In response to the April stories, Lynch provided a statement expressing that she wished she had “had the capacity to have handled [her employees’ deaths] better as a leader and as a friend” but dismissed allegations of workplace abuse as “scurrilous accusations from former employees.” Later that month, she opened her newest restaurant, the Rudder, in Gloucester. Soon after, the Butcher Shop in the South End closed for a summer break and did not reopen, and the Barbara Lynch Collective brought on Lorraine Tomlinson-Hall as chief operating officer.

Today’s announcement, which describes Tomlinson-Hall as “a turnaround specialist,” notes that she has “tightened the belt and implemented business development strategies that have proved quite successful” across the restaurant group, such as a “hugely successful” patisserie pop-up at Menton and a “working partnership with a luxury jeweler for private events.”

These efforts were part of a recovery plan aimed at squaring up with the landlord of the Congress Street properties, Acadia Realty Trust, following three months of non-payment of rent by the Collective’s former management, Tomlinson-Hall said in a follow-up press conference on January 5, noting that she came onboard September 1, 2023, and began to negotiate with the landlord several days later.
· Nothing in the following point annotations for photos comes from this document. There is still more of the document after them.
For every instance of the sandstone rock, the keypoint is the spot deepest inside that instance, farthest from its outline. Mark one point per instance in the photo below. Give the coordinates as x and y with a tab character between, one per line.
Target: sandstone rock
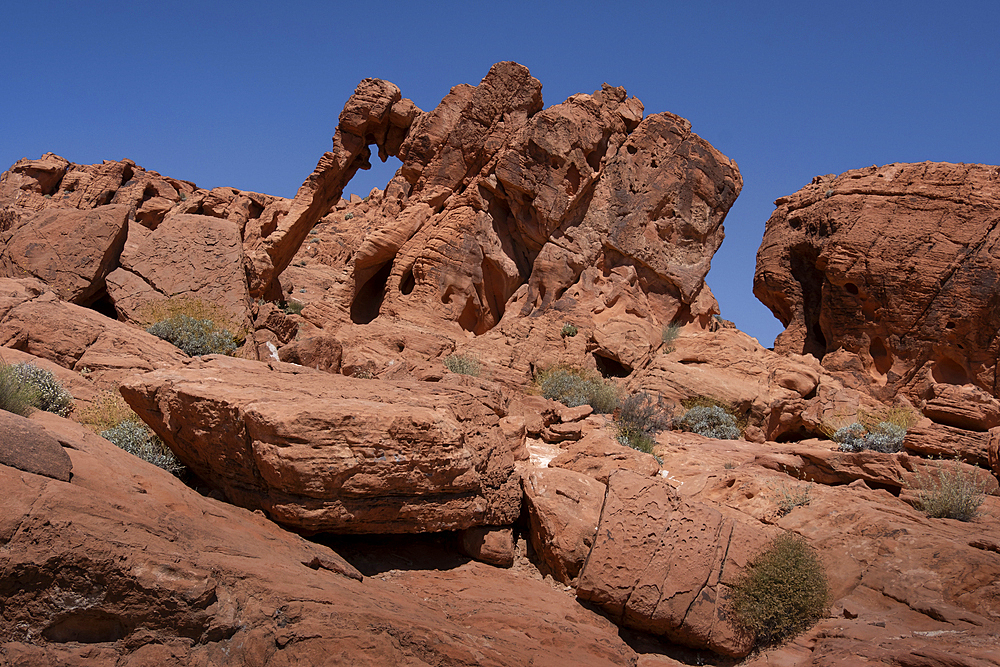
488	544
322	452
563	509
79	338
27	447
196	256
124	564
598	455
70	250
664	565
852	265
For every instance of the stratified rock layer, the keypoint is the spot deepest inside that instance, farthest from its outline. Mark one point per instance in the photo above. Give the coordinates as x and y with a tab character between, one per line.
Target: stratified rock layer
322	452
887	275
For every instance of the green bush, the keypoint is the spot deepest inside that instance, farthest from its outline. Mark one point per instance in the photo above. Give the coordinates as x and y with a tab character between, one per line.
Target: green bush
885	437
463	365
639	418
25	387
136	439
783	591
711	421
575	386
953	493
48	394
15	396
195	337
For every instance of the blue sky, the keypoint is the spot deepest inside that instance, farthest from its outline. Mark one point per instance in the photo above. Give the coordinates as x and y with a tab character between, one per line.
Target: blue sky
247	94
Her plan would have gotten the landlord repaid and the company back on track by September 2024, she said, but she described the negotiations as “frustrating” and “one-sided.”

Since 2018, the monthly rent for the three restaurants was $88,000, per the Barbara Lynch Collective’s press release, which alleges that “the high rents persisted despite the fact that the Congress Street restaurants had no functioning air conditioning last summer after someone turned off the water tower, and damages from burst pipes and flooding affected Drink and Menton’s wine cellar.”

“We’re beyond disappointed that Acadia apparently would rather force out long-term tenants paying over market rates and push a hundred people out of work because they think they can get Seaport District rates,” said Tomlinson-Hall via press release. “We have done everything possible to avoid putting these creative, dedicated, hard-working people out of jobs, but had no choice when a working solution with the landlord wasn’t ‘agreeable’ to them.”

Representatives for Acadia were not immediately available for comment.

In the press conference, Tomlinson-Hall noted that Menton head chef Andrew Simonich will move over to the No. 9 Park team and bring some other staffers with him, and there may be jobs for some other employees at the restaurants that remain open.

Lynch plans to focus any future expansion on the North Shore. “Boston is no longer the same place where I opened seven restaurants over the last 25 years,” she said via the press release. “Properties have been flipped and flipped and the landlords just want the rents that only national chains can sustain.”

Gift cards for the closed restaurants will be honored at No. 9 Park, B&G Oysters, and the Rudder.